The trick in passing the referrer over is to use brackets to collect that information in a server variable
$1
and then re-use the information on the right.

Using

.*
isn't very efficient. You might try
^([^.]+\.(zip¦hqx¦sit¦dmg¦iso¦bin))$
which says get "everything that isn't a dot, followed by a dot followed by the file extension". It might be better to break on / rather than dot, but anything is likely better than .* which is inefficient).

.

To finish, simply drop

$1
on the end of the target URL
...=$1
for the collected information to be appended on the end.

This stuff is very powerful and is completely unforgiving of typos and errors in thought process. That is why you have to define *exactly* what you want it to do, before you start any coding (or develop on a test server where errors are not going to get an entire site de-listed from search engines). I hope I haven't made any errors, but jd will likely look in on this thread and offer a more efficient solution if it exists.

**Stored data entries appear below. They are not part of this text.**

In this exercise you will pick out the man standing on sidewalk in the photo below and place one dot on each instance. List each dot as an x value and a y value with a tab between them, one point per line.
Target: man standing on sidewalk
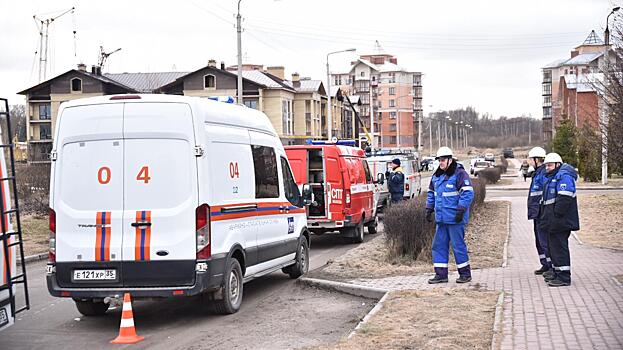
396	181
450	195
537	155
559	216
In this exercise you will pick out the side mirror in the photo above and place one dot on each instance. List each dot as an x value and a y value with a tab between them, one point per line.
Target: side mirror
307	194
380	178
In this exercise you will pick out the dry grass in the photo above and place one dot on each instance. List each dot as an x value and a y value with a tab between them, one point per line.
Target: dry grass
598	225
35	232
434	319
485	237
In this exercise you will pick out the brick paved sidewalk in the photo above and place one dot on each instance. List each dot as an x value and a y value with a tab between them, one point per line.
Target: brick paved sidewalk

[edited by: g1smd at 8:50 pm (utc) on Oct. 10, 2008]

dpaanlka

8:49 pm on Oct 10, 2008 (gmt 0)

10+ Year Member



Any ideas on how to do the last bit? Attaching the requested file path to the new redirect location as a URL variable?

EDIT: Many of my files are located in subdirectories, and subdirectories within subdirectories and so on. Basically, I'd fancy the ability to break after the http://example.com/ and catch the subdirectories and the file name only. Will this still work with the above example?

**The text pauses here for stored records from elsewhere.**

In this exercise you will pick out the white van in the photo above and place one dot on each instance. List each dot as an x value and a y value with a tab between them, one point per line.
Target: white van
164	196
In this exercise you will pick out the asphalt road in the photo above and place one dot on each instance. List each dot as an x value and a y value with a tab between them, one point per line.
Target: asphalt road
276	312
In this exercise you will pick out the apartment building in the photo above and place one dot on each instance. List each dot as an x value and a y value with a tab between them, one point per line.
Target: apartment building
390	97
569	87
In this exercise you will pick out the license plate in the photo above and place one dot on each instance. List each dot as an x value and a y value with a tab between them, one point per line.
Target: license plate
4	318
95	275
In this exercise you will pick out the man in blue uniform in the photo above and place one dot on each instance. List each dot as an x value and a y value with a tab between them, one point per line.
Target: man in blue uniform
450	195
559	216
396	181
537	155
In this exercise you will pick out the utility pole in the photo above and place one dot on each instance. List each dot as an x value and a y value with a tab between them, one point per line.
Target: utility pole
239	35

EDIT#2: I have, indeed, been doing all this on a test server first.

[edited by: jdMorgan at 12:47 am (utc) on Oct. 11, 2008]
[edit reason] example.com [/edit]

dpaanlka

8:59 pm on Oct 10, 2008 (gmt 0)

10+ Year Member



Well, I used ^([^.]+\.(zip¦hqx¦sit¦dmg¦iso¦bin))$ + the $1 at the end and it does seem to be working now. Thanks for all your help! I'll test this out for a bit and if anything happens I'll post here.

g1smd

12:21 am on Oct 11, 2008 (gmt 0)

WebmasterWorld Senior Member 10+ Year Member Top Contributors Of The Month



The left hand side of a RewriteRule has only the folder and filepath available to be tested and evaluated.

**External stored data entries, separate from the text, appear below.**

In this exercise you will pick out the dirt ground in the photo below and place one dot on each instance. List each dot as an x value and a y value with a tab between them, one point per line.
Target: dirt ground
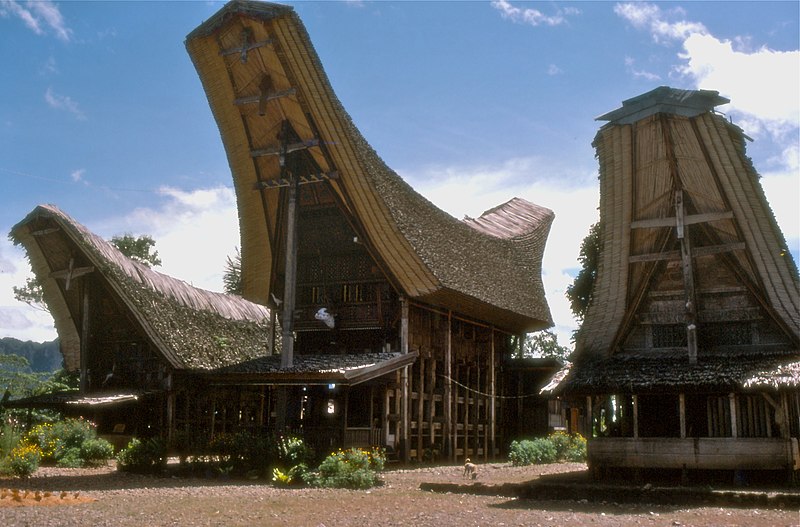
103	496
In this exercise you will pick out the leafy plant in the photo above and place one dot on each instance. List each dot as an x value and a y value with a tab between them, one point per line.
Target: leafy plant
558	446
354	468
24	460
143	456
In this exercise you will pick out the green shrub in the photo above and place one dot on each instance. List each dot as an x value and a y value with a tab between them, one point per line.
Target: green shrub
24	460
532	452
577	449
96	451
10	436
65	443
351	469
143	457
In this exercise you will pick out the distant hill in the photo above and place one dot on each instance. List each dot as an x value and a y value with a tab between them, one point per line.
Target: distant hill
43	356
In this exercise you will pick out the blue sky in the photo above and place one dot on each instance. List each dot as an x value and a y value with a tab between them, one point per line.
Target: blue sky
102	113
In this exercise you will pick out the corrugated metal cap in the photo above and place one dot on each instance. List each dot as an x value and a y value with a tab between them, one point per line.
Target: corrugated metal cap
664	99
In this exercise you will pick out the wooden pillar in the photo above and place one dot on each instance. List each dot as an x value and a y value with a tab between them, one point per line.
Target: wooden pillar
682	412
84	359
493	396
420	406
467	409
448	391
406	391
290	282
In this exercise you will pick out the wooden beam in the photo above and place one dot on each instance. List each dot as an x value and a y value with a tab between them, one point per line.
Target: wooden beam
303	180
282	150
43	232
690	219
246	46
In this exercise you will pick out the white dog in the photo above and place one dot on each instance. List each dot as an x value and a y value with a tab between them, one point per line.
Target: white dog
470	469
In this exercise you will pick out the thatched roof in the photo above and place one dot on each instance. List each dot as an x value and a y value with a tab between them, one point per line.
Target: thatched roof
638	163
192	327
656	145
669	372
347	369
260	71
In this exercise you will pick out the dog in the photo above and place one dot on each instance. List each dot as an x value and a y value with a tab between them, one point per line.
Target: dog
470	470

By default, both the host name and the query string are not present. They can be found in %{HTTP_HOST} and %{QUERY_STRING} etc, tested separately.

The path information that is present is also localised such that if the .htaccess is in a folder then information about folders closer to the root is not included.

Glad you got it working.

You may find the PHP and/or JavaScript forums as WebmasterWorld to be helpful in getting your "thanks" script to do what you want it to, but it does sound like you are already well on the way.

One thing to do as you go along, is to ask yourself "how could someone abuse this?" and take steps to prevent that. I mentioned the usage of robots disallow.

What would happen if someone linked to your "thanks" page? What would happen if they crafted a "nasty" value for the filename? There's more data checking to be done in the script to reject malicious requests, and to ensure only valid archives are requested.

dpaanlka

9:37 pm on Oct 11, 2008 (gmt 0)

10+ Year Member



I've done a few things to ensure security, including blocking the page from robots.txt, parsing the passed variable into html-friendly code with $variable = htmlspecialchars($_GET['variable']); (so <script> wouldn't run as a script, for example), and also passing only the path of the file, not the domain, and adding the domain. In other words, the htaccess only passes directory/file.ext and the script on thanks page combines it with http://www.example.com/ to create the full name. If somebody goes to the thanks page, no matter what they pass it always gets added to http://www.example.com/ so they can't send people elsewhere.

I think this should have it all taken care of, yes?